Et, à partir de la publication par Wikileaks de la correspondance du 2 avril 2011 entre l’ancienne secrétaire d’Etat américaine Hillary Clinton et son conseiller Sid Blumenthal sur le sujet, le «secret» est sorti de l’ombre : Clinton était l’élément-clé de la conspiration occidentale contre le dirigeant libyen Mouammar Kadhafi et, plus précisément, contre la nouvelle monnaie panafricaine, menace directe au dollar américain.
Blumenthal écrit à Clinton : «Selon les informations sensibles disponibles par cette source, le gouvernement de Kadhafi détient 143 tonnes d’or, et un montant similaire en argent… Cet or a été accumulé avant le courant de rébellion et était destiné à être utilisé pour établir une monnaie panafricaine basée sur le dinar-or libyen.»
Comme je l’ai mentionné auparavant, aucune guerre n’a jamais une seule raison pour être lancée. Dans le cas de la guerre contre Kadhafi, cela a été de même : une des raisons-clés complémentaires était l’intérêt personnel de Hillary Rodham Clinton de jouer le rôle de «dame de fer» dans le milieu politique américain en vue des futures élections présidentielles. Ceci était comme dire à son parti politique : «Regardez, j’ai été capable d’écraser tout un pays. Ne doutez donc pas que je suis bien en capacité de mener le combat électoral». En avril 2015, elle annonce sa candidature à la présidence et, en juillet 2016, elle est officiellement désignée comme candidate du Parti démocrate.
Dans la seconde grande guerre du dollar, ce n’est pas que l’avenir de la Libye, mais l’avenir de tout le continent africain qui était mis sur l’hôtel du sacrifice pour le bien-être de l’économie américaine.
Tous ceux qui essaient de mettre en danger le système monétaire américain doivent disparaitre, s’ils ne sont pas de taille à résister. Néanmoins, si c’est un pays puissant qui est en cause et que l’on n’est pas en mesure de l’écraser directement, comme l’Irak et la Libye, ce sont des attaques indirectes multimodales d’envergure qui sont élaborées et lancées, restant toujours dans l’ombre, faisant passer l’agressé pour l’agresseur, dans le but d’affaiblir l’adversaire au point qu’il abandonne ses projets de «destitution» du dollar et soit obligé de se concentrer sur la résolution de problèmes nouvellement apparus.
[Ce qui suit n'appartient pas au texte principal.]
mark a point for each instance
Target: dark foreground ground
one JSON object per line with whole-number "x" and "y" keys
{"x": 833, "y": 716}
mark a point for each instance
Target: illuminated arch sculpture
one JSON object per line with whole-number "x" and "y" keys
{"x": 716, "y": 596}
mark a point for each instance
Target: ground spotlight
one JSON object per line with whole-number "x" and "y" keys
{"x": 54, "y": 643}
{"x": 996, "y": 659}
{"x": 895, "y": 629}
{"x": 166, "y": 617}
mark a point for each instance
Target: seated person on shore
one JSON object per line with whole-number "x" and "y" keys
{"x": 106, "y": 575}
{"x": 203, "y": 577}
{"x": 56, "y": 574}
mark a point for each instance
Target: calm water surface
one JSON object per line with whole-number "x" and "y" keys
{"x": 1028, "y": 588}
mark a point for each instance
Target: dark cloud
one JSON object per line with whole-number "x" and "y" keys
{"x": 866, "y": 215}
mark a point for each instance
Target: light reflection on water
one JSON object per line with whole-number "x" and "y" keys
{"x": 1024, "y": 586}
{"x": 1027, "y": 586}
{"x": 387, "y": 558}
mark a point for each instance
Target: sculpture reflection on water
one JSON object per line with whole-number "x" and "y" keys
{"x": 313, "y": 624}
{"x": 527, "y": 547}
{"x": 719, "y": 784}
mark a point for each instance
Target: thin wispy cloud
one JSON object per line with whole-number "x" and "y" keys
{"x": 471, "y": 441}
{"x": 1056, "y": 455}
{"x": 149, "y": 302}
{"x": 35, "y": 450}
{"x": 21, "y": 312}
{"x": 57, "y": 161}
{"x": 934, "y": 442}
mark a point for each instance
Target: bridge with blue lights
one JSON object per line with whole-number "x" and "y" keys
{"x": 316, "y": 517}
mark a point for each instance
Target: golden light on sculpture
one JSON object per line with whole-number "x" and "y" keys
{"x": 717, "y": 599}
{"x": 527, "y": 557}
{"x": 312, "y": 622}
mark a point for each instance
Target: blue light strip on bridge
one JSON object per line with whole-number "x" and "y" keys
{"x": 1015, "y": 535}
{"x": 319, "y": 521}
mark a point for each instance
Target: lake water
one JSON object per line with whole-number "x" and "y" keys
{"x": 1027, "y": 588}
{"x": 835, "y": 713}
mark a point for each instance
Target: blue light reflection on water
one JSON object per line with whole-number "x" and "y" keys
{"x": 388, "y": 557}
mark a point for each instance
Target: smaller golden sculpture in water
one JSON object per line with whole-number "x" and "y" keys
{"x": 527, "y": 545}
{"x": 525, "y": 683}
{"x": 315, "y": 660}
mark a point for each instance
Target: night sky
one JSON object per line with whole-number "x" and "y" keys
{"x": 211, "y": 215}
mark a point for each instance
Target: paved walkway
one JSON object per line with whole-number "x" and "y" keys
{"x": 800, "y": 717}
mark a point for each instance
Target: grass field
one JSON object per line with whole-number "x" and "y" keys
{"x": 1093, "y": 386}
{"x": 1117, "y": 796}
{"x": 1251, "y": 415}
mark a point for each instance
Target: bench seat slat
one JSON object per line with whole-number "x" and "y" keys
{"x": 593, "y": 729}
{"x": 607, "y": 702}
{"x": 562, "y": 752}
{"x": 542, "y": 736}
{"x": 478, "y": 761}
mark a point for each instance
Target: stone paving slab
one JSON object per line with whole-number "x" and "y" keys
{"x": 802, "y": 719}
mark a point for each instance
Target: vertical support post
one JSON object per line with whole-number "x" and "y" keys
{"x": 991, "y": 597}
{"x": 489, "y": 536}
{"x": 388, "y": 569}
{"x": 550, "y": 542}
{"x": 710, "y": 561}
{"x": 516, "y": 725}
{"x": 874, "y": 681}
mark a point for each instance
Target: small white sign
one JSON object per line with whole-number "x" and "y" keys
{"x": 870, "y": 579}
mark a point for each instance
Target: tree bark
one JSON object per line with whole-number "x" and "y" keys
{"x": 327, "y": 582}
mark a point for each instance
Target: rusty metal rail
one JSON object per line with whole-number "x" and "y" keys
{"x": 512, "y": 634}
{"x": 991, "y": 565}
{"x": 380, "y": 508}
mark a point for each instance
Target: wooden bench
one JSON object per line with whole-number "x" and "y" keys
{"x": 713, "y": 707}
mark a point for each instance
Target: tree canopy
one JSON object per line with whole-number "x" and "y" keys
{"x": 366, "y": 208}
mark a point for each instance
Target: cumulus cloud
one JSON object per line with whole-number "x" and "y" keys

Après la fin de la guerre en Ukraine – la troisième grande guerre du dollar américain, c’est inévitablement la quatrième grande guerre du dollar –, c’est la guerre de Chine qui aura lieu et dont on ignore encore quelle forme précise elle prendra.
Le dollar américain et les raisons cachées de la guerre en Ukraine
Le second des trois piliers porteurs sous-jacents de la guerre en Ukraine est l’affaiblissement de l’économie de l’Union européenne par le biais de la détérioration maximale des relations entre la Russie et l’Union européenne.
Les coups d’Etat en Ukraine
La détérioration maximale et à long terme vise les relations entre la Russie et l’Europe, surtout avec l’Allemagne, qui est le point de gravité de la puissance économique européenne, dans le but de l’affaiblissement du principal concurrent direct des Américains sur les marchés mondiaux qui n’est personne d’autre que l’Union européenne.
J’aimerais souligner de nullement affirmer que les zones visées par les «intérêts» américains ne présentent pas un manque de démocratie ou des libertés personnelles, en particulier celles du format occidental. Mon affirmation : la présence ou l’absence de ces nobles principes ne font guère partie des raisons des agressions américaines et ne sont que des prétextes affichés les justifiant. Il existe tout une série d’exemples plus que parlant de véritables dictatures, voire sanguinaires, et porteuses de législations moyenâgeuses, qui ne sont nullement dérangées par l’Occident collectif gravitant autour des Etats-Unis, voire soutenues d’une manière active pour une raison simple de leur soumission à la politique étrangère américaine.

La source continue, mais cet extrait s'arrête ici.